OpenGamma builds the computational backbone for how financial institutions price, value, and manage complex derivatives and fixed-income securities. In a world where legacy risk systems still demand custom Excel spreadsheets and manual reconciliation, OpenGamma delivers cloud-native valuation and risk analytics that run at scale—processing millions of trades in real time without the infrastructure headaches. The platform combines market data ingestion, advanced pricing models, and scenario analysis into a single integrated stack. Banks and asset managers use it to replace fragmented point solutions, cut operational risk, and accelerate the pace at which they can launch new products.
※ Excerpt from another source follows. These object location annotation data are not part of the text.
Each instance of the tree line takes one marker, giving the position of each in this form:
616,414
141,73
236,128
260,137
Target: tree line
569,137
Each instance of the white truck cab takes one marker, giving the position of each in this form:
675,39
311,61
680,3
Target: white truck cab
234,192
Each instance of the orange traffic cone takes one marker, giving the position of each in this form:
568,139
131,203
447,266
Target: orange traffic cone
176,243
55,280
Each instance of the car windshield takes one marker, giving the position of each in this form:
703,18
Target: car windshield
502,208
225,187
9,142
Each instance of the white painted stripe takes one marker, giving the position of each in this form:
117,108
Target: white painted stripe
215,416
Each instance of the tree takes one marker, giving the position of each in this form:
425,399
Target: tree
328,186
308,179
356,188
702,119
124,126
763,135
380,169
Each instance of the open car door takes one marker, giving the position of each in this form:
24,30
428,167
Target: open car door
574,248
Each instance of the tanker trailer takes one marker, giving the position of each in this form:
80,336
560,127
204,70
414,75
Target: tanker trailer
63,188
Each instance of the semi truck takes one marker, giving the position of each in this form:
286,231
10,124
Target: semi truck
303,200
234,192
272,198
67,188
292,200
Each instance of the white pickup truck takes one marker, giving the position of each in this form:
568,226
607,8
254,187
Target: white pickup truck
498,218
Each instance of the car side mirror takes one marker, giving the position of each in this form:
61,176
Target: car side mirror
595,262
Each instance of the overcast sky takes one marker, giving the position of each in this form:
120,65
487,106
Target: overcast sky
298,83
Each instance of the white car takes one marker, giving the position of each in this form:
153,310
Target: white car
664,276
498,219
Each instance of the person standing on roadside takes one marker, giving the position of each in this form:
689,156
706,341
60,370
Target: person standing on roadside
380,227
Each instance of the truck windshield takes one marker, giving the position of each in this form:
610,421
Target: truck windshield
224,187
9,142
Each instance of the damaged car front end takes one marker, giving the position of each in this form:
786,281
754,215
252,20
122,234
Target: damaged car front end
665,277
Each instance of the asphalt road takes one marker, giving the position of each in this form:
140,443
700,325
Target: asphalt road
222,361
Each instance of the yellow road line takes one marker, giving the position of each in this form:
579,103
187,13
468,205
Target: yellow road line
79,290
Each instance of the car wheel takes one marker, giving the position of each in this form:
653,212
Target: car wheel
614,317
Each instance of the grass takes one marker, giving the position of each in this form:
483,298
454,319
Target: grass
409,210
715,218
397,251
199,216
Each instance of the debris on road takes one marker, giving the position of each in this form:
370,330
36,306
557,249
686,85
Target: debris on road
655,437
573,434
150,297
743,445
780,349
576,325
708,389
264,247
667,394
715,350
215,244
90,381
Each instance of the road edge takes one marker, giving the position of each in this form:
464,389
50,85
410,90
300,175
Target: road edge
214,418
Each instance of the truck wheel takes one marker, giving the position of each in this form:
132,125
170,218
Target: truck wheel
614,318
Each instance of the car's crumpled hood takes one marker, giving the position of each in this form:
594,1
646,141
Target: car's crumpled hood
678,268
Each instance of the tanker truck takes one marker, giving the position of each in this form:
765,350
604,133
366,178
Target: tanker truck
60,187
Think of it as the plumbing beneath modern capital markets trading desks: invisible, but critical. OpenGamma's strength lies in its technical depth. The company targets sophisticated buy-side and sell-side institutions that need institutional-grade accuracy and auditability—not merely dashboards for non-experts. It competes against entrenched in-house systems and specialized vendors by offering flexibility and speed of deployment that rivals neither legacy providers nor lightweight startups can match. In Europe's push toward regulatory standardization and operational resilience, OpenGamma has positioned itself as infrastructure for the next generation of risk management, where transparency, speed, and compliance are no longer separate concerns but engineered into the same platform.